THU / June 1714:15-15:45GRASPING, CONTESTING, MANAGING AND USING WATERS

Larisa Kurtović (Ottawa)

Water in the Wake of a War

Lessons in Infrastructure in (Post)War Sarajevo

Infrastructures have played a powerful formative and pedagogical role not only because of their capacity to shape subjectivity and produce specific forms of community, but also because they are sites where certain kinds of social formations and subject positions can be unmade. In Bosnian capital city, Sarajevo, this dynamic was made most apparent during the 1992-95 Bosnian war, when pressures of survival necessitated that residents of war-torn zones develop new expectations, new attitudes, and new practices in response to the breakdown in infrastructural provisioning. Nevertheless, political lessons through and in infrastructure continue to be dealt out in peacetime, as water provisioning and other public things become sites of struggle for defining desirable forms of community, government, and the future itself.

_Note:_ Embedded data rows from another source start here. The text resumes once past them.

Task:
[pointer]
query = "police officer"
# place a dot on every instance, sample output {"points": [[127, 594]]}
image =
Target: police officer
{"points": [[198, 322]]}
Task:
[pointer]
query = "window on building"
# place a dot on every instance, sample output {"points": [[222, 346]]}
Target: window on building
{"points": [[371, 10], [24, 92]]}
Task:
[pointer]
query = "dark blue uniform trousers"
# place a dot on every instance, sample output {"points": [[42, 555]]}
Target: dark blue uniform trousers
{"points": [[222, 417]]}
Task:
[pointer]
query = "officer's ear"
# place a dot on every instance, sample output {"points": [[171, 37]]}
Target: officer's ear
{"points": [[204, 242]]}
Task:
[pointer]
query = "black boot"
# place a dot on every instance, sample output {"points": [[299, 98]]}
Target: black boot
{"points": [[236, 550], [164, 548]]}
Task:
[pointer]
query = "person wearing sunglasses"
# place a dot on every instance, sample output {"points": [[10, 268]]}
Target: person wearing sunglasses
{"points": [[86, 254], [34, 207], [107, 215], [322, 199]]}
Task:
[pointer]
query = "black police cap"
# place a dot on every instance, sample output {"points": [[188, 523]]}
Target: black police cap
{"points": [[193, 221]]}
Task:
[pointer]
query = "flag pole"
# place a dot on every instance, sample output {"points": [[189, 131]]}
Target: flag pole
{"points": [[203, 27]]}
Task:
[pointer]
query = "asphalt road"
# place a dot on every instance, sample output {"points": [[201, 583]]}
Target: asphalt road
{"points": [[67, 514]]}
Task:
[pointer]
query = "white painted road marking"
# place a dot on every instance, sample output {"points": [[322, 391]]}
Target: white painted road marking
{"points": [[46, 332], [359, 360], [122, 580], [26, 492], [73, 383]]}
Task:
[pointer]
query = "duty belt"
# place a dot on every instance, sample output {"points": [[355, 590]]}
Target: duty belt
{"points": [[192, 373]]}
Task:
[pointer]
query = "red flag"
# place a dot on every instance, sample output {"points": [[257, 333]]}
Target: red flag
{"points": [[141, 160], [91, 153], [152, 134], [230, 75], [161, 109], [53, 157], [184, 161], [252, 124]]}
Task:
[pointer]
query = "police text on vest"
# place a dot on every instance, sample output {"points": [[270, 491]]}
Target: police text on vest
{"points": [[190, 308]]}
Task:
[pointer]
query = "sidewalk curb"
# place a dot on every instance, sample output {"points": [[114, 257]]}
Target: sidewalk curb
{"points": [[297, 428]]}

In 2017, a crisis in water provisioning in the city made these political and historical tensions apparent, as residents of Sarajevo wrestled with protracted water cutoffs which reminded many of war. This paper asks: what mix of political histories, critical dispositions, and long-standing grievances makes water cut-offs in peacetime feel like war? And how is the political itself transformed by these distinct historical sensibilities and modalities of affect?